William Robert Pruitt was allegedly fired by former State of Oregon aviation director Dan Clem. He sued, and settled out of court for $650,000. The State of Oregon cut Mr. Pruitt a check, but quickly stopped payment before he could get his hands on the money.
Why, and what does this have to do with bankruptcy?
Pruitt and his wife filed for bankruptcy in Oregon on September 30, 2009, according to this story. His settlement with the state came a few weeks later. The State of Oregon found out about it only after being told by Rodolfo Camacho, the Chapter 7 trustee assigned to the case.
There was one big problem, though. Once he filed for bankruptcy, Mr. Pruitt lost his right to take any action in the case – including the ability to enter into a settlement agreement.
Once you file for bankruptcy, all of your property (which includes your right to recover money or property in a lawsuit or settlement) becomes the property of the bankruptcy trustee unless it’s exempt. The trustee can then decide to abandon the property, but that’s up the trustee – not you.

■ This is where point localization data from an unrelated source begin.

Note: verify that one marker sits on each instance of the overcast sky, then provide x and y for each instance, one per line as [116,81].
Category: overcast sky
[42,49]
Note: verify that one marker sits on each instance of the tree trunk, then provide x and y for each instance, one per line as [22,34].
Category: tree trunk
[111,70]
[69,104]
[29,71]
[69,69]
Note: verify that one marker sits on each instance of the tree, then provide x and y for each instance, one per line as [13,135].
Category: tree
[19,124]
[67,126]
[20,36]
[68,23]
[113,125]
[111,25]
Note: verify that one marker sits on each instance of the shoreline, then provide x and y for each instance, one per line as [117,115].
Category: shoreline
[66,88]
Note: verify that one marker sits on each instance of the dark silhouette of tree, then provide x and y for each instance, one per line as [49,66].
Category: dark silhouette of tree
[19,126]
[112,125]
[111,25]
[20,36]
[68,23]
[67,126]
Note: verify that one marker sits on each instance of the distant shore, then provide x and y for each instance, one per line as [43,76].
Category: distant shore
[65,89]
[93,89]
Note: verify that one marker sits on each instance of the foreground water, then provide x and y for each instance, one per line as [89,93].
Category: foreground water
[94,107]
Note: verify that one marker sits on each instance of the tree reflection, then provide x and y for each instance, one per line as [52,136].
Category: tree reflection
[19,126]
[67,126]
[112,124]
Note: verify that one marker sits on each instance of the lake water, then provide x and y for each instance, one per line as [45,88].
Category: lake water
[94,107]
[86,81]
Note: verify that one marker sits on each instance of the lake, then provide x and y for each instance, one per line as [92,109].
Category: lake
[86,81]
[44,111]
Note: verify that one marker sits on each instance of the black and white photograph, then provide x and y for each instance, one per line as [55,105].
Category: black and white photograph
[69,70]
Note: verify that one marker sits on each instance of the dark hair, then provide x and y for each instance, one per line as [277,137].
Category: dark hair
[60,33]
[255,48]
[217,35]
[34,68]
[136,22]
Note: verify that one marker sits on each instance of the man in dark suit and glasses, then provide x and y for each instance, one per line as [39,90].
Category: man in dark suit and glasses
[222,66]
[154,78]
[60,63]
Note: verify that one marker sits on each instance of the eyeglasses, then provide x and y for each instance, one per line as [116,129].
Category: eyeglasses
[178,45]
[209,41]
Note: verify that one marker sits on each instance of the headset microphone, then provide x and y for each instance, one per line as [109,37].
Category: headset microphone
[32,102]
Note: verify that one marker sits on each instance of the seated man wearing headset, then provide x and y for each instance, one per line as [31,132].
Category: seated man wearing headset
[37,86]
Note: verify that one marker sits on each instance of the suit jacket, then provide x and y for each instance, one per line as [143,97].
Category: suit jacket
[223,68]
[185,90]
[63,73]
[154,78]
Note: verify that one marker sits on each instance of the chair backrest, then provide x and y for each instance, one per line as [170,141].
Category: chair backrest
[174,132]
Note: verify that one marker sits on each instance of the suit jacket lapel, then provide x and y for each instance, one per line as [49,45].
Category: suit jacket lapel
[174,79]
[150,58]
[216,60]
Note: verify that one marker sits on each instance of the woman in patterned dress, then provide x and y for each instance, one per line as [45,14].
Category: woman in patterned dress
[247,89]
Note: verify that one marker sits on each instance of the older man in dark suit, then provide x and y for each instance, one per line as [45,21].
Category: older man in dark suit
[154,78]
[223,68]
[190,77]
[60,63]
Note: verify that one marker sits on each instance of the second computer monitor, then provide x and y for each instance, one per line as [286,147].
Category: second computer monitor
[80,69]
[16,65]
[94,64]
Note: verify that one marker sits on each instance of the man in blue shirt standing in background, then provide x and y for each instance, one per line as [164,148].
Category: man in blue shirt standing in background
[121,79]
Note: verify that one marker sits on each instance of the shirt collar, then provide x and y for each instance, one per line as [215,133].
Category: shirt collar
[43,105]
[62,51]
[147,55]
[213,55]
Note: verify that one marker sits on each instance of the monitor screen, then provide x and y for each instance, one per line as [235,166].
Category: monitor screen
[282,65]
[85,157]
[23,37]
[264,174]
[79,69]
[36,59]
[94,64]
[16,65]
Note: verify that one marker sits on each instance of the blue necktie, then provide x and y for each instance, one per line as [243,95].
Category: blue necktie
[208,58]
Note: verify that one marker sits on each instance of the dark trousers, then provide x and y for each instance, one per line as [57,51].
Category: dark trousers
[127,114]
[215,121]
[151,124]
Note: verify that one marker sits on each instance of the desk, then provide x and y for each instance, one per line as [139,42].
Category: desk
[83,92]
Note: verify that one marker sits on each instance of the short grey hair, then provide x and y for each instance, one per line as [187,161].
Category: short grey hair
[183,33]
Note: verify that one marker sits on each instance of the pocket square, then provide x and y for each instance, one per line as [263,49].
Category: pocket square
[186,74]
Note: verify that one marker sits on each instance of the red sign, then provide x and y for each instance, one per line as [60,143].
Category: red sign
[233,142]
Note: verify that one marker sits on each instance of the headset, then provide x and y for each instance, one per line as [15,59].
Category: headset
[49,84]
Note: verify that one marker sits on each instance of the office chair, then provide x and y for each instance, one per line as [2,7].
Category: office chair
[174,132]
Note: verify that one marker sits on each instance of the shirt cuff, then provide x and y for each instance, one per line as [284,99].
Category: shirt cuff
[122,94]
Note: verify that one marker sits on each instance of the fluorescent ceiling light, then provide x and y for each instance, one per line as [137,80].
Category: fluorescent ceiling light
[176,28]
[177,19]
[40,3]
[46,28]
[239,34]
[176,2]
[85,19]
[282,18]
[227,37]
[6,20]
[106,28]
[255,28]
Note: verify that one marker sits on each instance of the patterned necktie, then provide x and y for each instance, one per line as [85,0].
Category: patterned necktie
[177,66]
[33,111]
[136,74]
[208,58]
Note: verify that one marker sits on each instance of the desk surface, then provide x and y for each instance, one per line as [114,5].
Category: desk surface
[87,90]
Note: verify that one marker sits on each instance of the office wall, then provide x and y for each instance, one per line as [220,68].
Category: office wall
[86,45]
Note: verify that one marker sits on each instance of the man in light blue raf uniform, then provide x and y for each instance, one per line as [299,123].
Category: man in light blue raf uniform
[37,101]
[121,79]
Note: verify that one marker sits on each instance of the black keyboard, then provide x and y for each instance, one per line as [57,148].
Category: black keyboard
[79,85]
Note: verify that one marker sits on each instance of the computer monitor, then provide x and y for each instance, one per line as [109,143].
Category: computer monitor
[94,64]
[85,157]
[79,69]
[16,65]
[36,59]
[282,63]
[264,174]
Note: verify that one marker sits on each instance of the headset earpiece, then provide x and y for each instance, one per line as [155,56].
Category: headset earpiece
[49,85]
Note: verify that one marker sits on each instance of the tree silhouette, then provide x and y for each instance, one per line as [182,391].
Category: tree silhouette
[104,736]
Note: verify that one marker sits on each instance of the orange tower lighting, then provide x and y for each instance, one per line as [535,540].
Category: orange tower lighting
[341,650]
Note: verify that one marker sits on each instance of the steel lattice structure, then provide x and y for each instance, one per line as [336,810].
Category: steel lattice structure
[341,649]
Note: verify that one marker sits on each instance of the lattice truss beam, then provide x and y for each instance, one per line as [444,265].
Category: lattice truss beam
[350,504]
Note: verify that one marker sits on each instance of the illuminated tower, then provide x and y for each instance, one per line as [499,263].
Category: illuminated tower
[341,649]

Mr. Pruitt is, as of this writing, trying to convert his case to a Chapter 13 and use the settlement proceeds to pay his creditors back in full. But he can’t do that unless his case is split off from his wife’s, a move that the courts are fighting because she owed the majority of the debt in the first place.
Time will tell as to whether William Robert Pruitt will get his settlement and successfully sever his case from his wife’s. But either way, the upshot is this – once you file for bankruptcy, you cannot settle any pending legal claim without trustee approval.